Phishing emails comprise of messages that appear to come from a legitimate organization that require the victim to perform some action that discloses sensitive information. The trick is that the website is not legitimate and, although it appears to be valid with appropriate logos and company details, it’s actually a website designed to capture the sensitive information you would otherwise protect.
Phishing emails have similar traits that you can use to identify them. Any emails received with the following traits should be treated as suspicious:
Generic greetings. Phishing emails are usually sent in large batches. To save time, Internet criminals use generic names like “Worldpay Customer” so they don’t have to type all recipients’ names out and send emails one-by-one. If you don’t see your name, be suspicious.
Forged links. Even if a link has a name you recognise somewhere in it, it doesn’t mean it links to the real organisation. Roll your mouse over the link and see if it matches what appears in the email. If there is a discrepancy, don’t click on the link.
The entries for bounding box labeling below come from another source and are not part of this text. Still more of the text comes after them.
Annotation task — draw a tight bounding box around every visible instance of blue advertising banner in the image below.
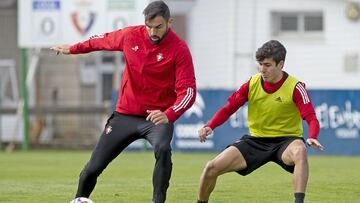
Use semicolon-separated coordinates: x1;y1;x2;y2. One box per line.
114;90;360;155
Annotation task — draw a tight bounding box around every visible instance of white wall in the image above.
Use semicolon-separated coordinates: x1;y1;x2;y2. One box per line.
189;0;360;89
188;0;235;88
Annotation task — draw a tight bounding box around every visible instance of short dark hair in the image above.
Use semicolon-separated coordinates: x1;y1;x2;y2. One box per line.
256;40;286;64
143;1;170;21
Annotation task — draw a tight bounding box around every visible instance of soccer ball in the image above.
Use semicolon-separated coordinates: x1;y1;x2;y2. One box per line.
70;197;94;203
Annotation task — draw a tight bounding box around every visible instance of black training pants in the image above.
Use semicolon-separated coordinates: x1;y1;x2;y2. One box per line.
76;112;174;203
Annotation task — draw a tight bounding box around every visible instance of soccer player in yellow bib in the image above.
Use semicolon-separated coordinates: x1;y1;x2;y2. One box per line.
197;40;324;203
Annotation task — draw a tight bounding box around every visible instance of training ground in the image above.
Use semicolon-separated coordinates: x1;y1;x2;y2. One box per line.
0;151;360;203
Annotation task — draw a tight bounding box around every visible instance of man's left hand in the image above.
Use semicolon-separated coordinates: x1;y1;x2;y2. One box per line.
306;138;325;151
146;110;169;125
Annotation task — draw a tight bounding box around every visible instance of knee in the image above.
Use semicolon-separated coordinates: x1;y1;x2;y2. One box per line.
154;145;171;157
204;160;220;177
292;145;307;162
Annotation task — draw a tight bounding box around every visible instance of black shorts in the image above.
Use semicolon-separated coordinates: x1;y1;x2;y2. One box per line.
228;135;305;176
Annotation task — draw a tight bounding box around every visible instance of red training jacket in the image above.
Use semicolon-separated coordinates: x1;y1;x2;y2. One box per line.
70;25;196;122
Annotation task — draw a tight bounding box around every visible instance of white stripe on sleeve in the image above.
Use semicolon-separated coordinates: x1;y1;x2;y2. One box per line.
296;83;310;104
173;87;194;112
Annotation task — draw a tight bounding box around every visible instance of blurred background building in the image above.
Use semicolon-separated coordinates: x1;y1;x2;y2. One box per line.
0;0;360;150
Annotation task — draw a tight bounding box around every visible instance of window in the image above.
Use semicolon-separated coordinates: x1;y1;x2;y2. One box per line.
271;12;324;37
Also, websites where it is safe to enter personal information begin with “https” — the “s” stands for secure. If you don’t see “https” do not proceed.
Requests for personal information. The point of sending phishing email is to trick you into providing your personal information. If you receive an email requesting your personal information, it is probably a phishing attempt. Worldpay would NEVER legitimately send an email asking you to enter personal information.
A sense of urgency. Internet criminals want you to provide your personal information NOW. They do this by making you think something has happened that requires you to act fast. The faster they get your information, the faster they can move on to another victim.